Occupation makes the same point in a different way. In California agricultural regions, 93% of outdoor workers are Latinx.[8] “Stay indoors” is a different intervention for a remote worker with filtered air than for a farmworker, construction worker, delivery driver, or groundskeeper whose paycheck depends on outdoor labor. Clinicians who ask only whether a patient has an air purifier may miss the exposure source that matters most: the hours they are required to spend outside.

Children aged 0–5 with asthma, older adults with coronary disease, pregnant patients, people with COPD or heart failure, and outdoor workers should therefore not be treated as a generic “sensitive groups” box. Their pathways differ. One child’s risk is airway caliber and viral-season overlap; one older adult’s risk is plaque vulnerability and heat strain; one pregnant patient’s risk is a developmental exposure window; one outdoor worker’s risk is prolonged dose with limited control.

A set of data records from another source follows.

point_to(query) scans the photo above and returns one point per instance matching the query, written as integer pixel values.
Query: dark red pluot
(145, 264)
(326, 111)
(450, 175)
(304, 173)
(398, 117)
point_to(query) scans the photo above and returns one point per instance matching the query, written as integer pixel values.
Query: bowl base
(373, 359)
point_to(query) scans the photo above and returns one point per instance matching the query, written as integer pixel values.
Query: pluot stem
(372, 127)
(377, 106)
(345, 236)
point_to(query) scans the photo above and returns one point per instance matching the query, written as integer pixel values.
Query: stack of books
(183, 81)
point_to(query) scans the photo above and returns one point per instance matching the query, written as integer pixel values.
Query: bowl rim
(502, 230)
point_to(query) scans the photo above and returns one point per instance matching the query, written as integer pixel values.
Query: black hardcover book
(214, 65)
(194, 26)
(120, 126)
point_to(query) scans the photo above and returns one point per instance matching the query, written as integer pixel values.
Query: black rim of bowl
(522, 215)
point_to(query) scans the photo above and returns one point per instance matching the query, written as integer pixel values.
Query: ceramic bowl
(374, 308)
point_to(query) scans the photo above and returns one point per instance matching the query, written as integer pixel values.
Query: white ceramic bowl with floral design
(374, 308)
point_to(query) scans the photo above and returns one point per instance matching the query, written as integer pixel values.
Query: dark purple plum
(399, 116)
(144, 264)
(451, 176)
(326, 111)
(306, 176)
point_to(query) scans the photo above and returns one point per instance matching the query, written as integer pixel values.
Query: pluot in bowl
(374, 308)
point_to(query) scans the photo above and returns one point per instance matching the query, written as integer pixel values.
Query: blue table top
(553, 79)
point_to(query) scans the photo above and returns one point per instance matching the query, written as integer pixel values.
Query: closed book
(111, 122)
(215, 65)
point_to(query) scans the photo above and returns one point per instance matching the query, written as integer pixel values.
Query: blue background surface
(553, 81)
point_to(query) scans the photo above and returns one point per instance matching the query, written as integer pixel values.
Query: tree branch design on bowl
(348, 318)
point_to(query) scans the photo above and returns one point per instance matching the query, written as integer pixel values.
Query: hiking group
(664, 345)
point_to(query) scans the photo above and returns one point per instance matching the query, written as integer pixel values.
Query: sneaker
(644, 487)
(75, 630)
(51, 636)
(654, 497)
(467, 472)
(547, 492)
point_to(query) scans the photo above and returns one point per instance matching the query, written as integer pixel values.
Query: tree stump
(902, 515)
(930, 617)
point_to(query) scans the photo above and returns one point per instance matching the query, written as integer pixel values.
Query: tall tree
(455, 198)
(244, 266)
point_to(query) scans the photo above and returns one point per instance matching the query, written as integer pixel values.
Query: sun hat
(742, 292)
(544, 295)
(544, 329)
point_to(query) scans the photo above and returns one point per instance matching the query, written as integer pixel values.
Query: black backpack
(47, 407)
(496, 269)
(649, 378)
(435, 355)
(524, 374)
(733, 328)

What Clinicians Should Take From the Evidence

The strongest acute evidence supports expecting more respiratory visits, especially asthma, during and immediately after high-PM events. The best quantified estimates are the 1.5%–3.2% increase in asthma ED visits per 10-unit AQI rise from the 78-study review and the 10.3% asthma hospital-visit increase during California smoke event days.[3][4] For pediatric services, the 10.8% increase among children aged 0–5 is the estimate that should change staffing attention, discharge counseling, and threshold-of-return conversations.[4]

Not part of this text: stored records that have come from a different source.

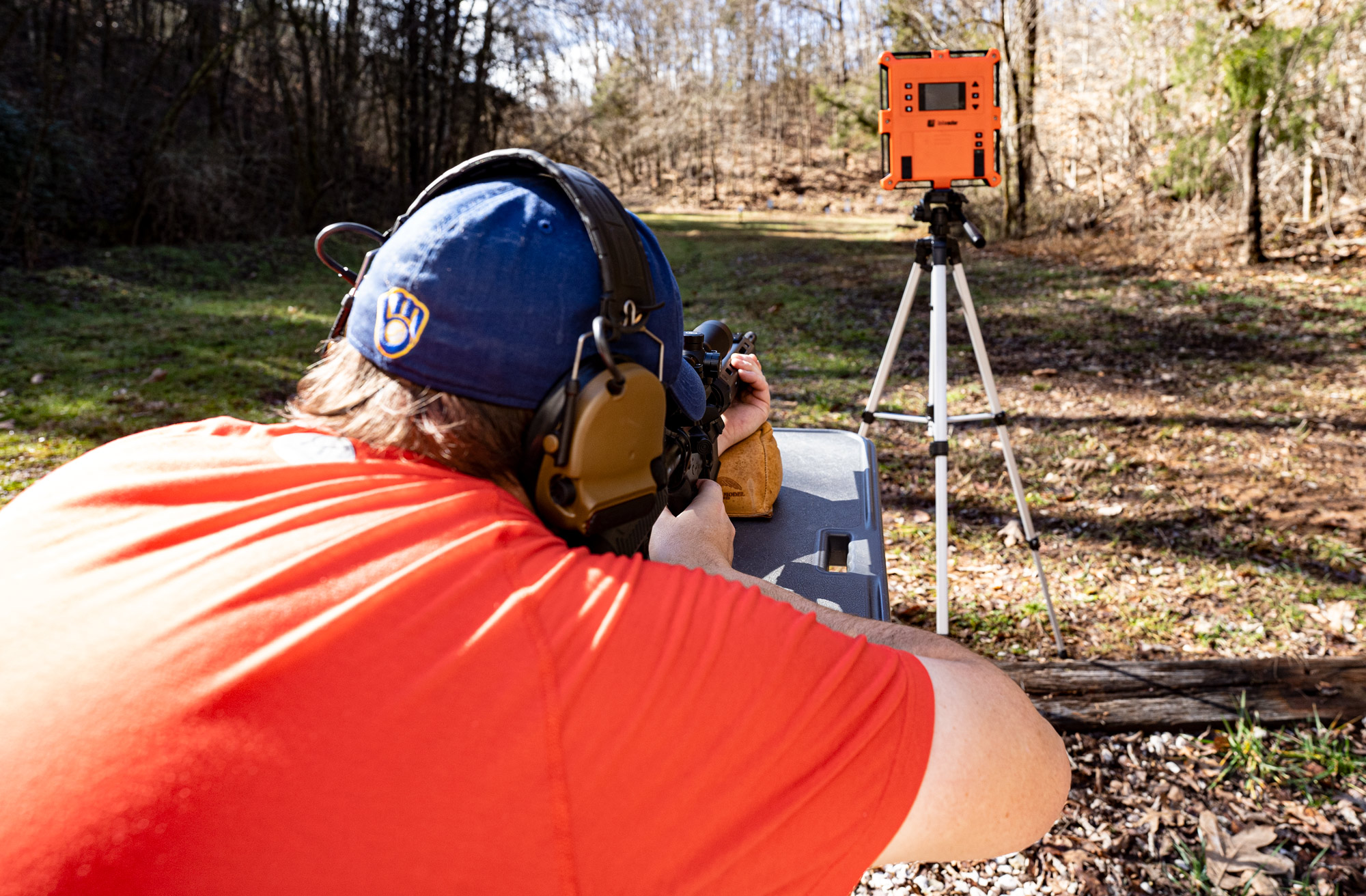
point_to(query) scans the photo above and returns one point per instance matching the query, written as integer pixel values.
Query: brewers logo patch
(400, 322)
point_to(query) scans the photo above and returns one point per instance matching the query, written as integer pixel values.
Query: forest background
(1200, 129)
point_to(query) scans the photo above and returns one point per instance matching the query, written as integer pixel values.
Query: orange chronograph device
(940, 118)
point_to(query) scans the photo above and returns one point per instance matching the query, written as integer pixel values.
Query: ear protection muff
(592, 460)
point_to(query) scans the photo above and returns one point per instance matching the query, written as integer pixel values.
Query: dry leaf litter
(1148, 815)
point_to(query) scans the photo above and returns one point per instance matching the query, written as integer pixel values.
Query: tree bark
(1024, 77)
(1252, 215)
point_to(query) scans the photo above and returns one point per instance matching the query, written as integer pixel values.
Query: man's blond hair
(350, 397)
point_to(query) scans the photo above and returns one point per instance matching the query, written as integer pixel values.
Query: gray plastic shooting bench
(826, 537)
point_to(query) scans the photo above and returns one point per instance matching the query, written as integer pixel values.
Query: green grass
(822, 293)
(230, 327)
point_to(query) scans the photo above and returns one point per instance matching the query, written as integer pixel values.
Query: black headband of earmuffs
(628, 288)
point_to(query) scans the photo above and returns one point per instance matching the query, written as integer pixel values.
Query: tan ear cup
(610, 479)
(752, 475)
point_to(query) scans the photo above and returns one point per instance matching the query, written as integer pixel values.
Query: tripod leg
(984, 367)
(893, 345)
(939, 430)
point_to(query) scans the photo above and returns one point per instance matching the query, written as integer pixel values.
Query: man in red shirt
(345, 656)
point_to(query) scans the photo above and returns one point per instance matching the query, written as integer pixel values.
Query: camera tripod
(939, 256)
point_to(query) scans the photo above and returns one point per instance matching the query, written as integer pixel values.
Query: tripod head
(942, 208)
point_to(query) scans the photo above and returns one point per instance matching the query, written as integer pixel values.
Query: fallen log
(1188, 696)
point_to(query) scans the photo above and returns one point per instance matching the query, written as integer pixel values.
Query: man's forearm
(901, 637)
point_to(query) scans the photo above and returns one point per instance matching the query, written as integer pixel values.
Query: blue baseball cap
(486, 292)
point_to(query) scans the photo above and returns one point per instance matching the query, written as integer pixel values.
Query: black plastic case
(827, 516)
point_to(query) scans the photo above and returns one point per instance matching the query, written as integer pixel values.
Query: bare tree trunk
(1024, 77)
(1252, 216)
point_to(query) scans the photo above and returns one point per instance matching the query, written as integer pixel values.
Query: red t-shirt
(242, 659)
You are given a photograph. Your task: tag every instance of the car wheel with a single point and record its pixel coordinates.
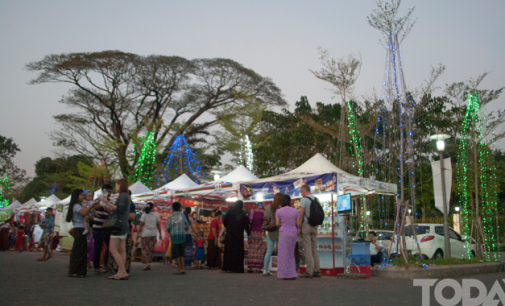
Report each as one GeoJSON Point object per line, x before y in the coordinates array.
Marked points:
{"type": "Point", "coordinates": [438, 254]}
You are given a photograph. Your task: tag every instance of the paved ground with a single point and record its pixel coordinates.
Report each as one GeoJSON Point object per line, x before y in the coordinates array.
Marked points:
{"type": "Point", "coordinates": [24, 281]}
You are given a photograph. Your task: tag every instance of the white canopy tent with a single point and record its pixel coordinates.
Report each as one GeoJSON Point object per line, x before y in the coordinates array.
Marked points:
{"type": "Point", "coordinates": [139, 188]}
{"type": "Point", "coordinates": [226, 186]}
{"type": "Point", "coordinates": [347, 183]}
{"type": "Point", "coordinates": [65, 201]}
{"type": "Point", "coordinates": [13, 205]}
{"type": "Point", "coordinates": [29, 206]}
{"type": "Point", "coordinates": [182, 182]}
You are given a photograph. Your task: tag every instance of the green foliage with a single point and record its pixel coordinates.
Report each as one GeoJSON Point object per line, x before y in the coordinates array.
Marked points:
{"type": "Point", "coordinates": [64, 171]}
{"type": "Point", "coordinates": [239, 121]}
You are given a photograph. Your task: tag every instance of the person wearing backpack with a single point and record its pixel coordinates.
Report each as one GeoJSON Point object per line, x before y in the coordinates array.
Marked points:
{"type": "Point", "coordinates": [311, 215]}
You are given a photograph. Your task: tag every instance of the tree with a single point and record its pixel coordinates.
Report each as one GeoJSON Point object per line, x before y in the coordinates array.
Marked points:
{"type": "Point", "coordinates": [61, 173]}
{"type": "Point", "coordinates": [16, 176]}
{"type": "Point", "coordinates": [342, 74]}
{"type": "Point", "coordinates": [121, 96]}
{"type": "Point", "coordinates": [238, 123]}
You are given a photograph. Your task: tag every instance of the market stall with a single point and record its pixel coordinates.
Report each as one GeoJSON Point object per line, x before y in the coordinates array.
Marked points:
{"type": "Point", "coordinates": [330, 185]}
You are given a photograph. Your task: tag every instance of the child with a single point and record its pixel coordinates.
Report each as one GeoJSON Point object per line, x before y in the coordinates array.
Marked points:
{"type": "Point", "coordinates": [88, 201]}
{"type": "Point", "coordinates": [19, 238]}
{"type": "Point", "coordinates": [200, 250]}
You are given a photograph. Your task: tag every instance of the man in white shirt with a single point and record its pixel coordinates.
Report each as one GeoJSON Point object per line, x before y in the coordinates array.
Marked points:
{"type": "Point", "coordinates": [375, 249]}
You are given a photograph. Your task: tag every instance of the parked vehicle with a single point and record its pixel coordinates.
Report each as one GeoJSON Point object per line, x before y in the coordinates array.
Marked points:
{"type": "Point", "coordinates": [431, 241]}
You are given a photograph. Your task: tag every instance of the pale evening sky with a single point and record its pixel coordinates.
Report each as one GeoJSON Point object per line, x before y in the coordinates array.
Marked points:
{"type": "Point", "coordinates": [277, 39]}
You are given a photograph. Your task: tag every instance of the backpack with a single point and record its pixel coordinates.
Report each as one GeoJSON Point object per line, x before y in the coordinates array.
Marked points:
{"type": "Point", "coordinates": [316, 217]}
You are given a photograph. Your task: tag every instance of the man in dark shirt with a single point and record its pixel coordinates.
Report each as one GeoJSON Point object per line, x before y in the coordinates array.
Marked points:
{"type": "Point", "coordinates": [101, 236]}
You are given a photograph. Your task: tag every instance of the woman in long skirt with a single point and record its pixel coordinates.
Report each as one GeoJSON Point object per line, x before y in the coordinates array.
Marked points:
{"type": "Point", "coordinates": [236, 222]}
{"type": "Point", "coordinates": [78, 258]}
{"type": "Point", "coordinates": [4, 235]}
{"type": "Point", "coordinates": [285, 218]}
{"type": "Point", "coordinates": [149, 229]}
{"type": "Point", "coordinates": [188, 248]}
{"type": "Point", "coordinates": [256, 245]}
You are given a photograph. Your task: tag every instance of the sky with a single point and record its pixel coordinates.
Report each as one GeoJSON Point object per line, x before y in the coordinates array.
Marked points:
{"type": "Point", "coordinates": [277, 39]}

The cardiovascular evidence supports extending vigilance beyond the alert day. ACS ED visits increased on lag days 1–2 in the California study, and ACS mortality rose three days post-exposure in the Chiang Mai study.[4][5] Those findings do not mean every chest-pain presentation after Code Purple is pollution-caused. They mean recent PM2.5 exposure belongs in the clinical background, particularly for patients with coronary disease, older age, heat exposure, or limited ability to reduce outdoor activity.

The broader multisystem evidence supports classifying Code Purple days as part of cumulative exposure management. Neurological, reproductive, metabolic, carcinogenic, COPD, cardiovascular-mortality, cognitive-decline, and all-cause mortality associations do not all operate on the same clock or with the same evidentiary certainty.[6][7][8] They do, however, point in the same direction: repeated severe PM2.5 exposure is not washed away when the sky clears.

The limitations are real and should stay visible. The 2025 systematic review is large but published in a lower-tier journal; the California GeoHealth study uses 2004–2009 data, before the most severe recent escalation in wildfire intensity; the Chiang Mai PLOS ONE study is single-center and one-year; and Code Purple should not be conflated with Hazardous AQI above 300.[3][4][5][2] Even with those limits, the convergence is strong enough for clinical interpretation: AQI 201–300 is a threshold at which clinicians and public-health professionals should expect immediate utilization effects and unequal cumulative burden, concentrated among children, older adults, pregnant patients, people with cardiopulmonary disease, racial minorities, and outdoor workers.

References

  1. Code Purple: Notice of Very Unhealthy Air, MWCOG, July 17, 2026.
  2. AQI Basics, AirNow.gov.
  3. Short-Term and Long-Term Health Effects of High AQI Exposure: A Systematic Review, European Journal of Cardiovascular Medicine, 2025.
  4. Impacts of Fine Particulate Matter From Wildfire Smoke on Respiratory and Cardiovascular Health in California, GeoHealth, 2022.
  5. Association between air quality index and effects on emergency department visits, PLOS ONE, 2023.
  6. Air Pollution and Your Health, NIEHS.
  7. Environmental and Health Impacts of Air Pollution: A Review, Frontiers in Public Health, 2020.
  8. Summary: Health Impacts of Poor Air Quality, National Academy of Medicine, 2025.